American Greetings Interactive has been so impressed with RIT co-ops that they hired two recent co-ops to join their team after graduation.
New hires Amelia Province, a 2012 game design and development graduate from Salisbury, Md., and Dominick Vaccaro, a fifth-year game design and development student from Hampton Township, N.J., sat in as judges for the Hack Day, along with Prugh; Gretchen Burruto, assistant director of the Office of Co-op and Career Services; and Remy DeCausemaker, a research associate for the School of Interactive Games and Media.
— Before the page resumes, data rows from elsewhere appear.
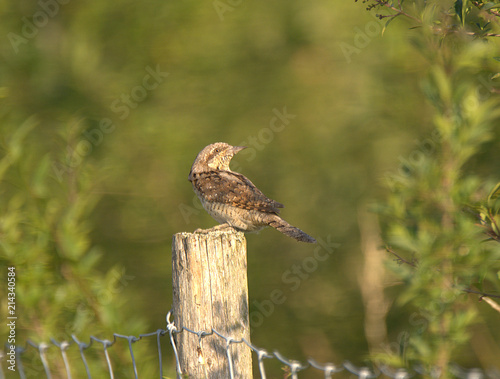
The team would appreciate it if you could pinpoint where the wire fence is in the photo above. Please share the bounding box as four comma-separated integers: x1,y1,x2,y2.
0,312,500,379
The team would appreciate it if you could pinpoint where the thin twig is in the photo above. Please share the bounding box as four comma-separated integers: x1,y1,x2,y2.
462,288,500,300
384,246,417,268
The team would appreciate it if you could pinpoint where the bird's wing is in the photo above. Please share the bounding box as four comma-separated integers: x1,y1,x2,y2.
191,171,284,214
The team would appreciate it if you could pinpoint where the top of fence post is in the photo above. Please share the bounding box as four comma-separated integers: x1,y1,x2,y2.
172,229,252,378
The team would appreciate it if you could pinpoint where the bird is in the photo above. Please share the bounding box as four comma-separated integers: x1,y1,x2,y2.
188,142,316,243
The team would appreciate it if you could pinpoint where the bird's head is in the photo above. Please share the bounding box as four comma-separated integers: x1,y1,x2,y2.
191,142,246,173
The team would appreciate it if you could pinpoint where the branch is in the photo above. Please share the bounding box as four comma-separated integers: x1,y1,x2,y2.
462,288,500,305
384,245,417,268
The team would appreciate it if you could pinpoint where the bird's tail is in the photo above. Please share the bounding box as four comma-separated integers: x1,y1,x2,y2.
269,216,316,243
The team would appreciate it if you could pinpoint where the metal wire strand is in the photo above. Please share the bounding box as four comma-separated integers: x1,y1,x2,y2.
71,334,92,379
50,338,71,379
0,312,492,379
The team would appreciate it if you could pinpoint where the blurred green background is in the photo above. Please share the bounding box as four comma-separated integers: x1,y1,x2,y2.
0,0,500,378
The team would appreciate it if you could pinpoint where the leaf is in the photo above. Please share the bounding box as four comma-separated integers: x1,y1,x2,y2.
488,182,500,202
481,3,500,11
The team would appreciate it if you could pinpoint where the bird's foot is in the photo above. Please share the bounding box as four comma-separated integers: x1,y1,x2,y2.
194,223,234,234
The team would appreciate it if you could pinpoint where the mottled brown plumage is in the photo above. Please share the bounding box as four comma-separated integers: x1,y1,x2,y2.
188,142,316,243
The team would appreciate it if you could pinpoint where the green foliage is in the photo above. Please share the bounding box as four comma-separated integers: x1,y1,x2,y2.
372,1,500,372
0,114,153,377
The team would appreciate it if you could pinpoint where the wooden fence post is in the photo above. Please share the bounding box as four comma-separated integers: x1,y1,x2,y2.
172,230,252,379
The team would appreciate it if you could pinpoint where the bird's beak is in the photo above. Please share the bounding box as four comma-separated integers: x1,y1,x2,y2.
232,146,247,155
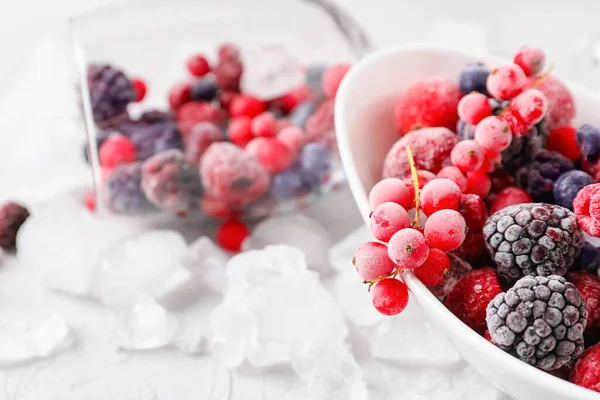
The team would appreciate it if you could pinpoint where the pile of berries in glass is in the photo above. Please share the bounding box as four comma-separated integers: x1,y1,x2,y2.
353,47,600,391
86,44,349,250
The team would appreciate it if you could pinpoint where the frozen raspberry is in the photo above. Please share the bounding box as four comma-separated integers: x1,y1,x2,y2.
528,75,575,131
487,64,527,100
383,128,458,179
569,343,600,392
513,46,546,76
0,203,29,250
200,143,269,206
141,150,203,216
394,78,462,135
566,271,600,343
490,186,533,214
444,267,502,335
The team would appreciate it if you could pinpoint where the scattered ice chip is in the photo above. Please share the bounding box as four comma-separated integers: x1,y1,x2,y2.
242,214,332,271
0,314,73,365
241,46,304,100
90,230,190,308
114,295,177,350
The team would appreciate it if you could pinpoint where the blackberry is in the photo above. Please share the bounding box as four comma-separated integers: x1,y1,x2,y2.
87,64,136,122
483,203,584,282
516,150,575,203
486,275,588,371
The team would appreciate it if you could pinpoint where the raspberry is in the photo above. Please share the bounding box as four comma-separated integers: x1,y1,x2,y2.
186,54,210,78
98,135,136,169
513,46,546,76
567,271,600,342
569,343,600,392
370,202,410,242
388,229,429,269
0,203,29,250
383,128,458,179
444,267,502,335
323,64,350,97
546,125,580,161
420,179,462,215
487,64,527,100
458,93,492,125
490,186,533,214
394,78,462,135
414,248,450,286
216,220,250,252
352,242,396,282
371,278,408,315
527,75,575,131
425,210,467,251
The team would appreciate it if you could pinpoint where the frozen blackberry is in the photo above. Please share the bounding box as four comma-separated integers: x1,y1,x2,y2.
486,275,588,371
104,163,153,214
516,150,575,203
483,203,584,282
87,65,136,122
Taking first place for mobile was a functional way to share digital business cards on your mobile contact list using data from LinkedIn. Winning the Web category was Team Bearded Nemesis, who created Data Buffet, a real-time monitoring service for server analytics. Team Blind Horizon took first place in games for an Android game called Falling in Love, in which users must find and collect letters to spell out a love letter to their lover.
“The winning team for creative actually came up with a concept and prototype in the 24 hour window,” says Burruto. “They created the Blink Band, a bracelet that allows close friends to stay in touch by blinking whenever a specific friend has posted something new to their social networks.”
At the conclusion of the Hack Day, instead of receiving a giant check, winners were awarded giant congratulations greeting cards and their gift card prizes.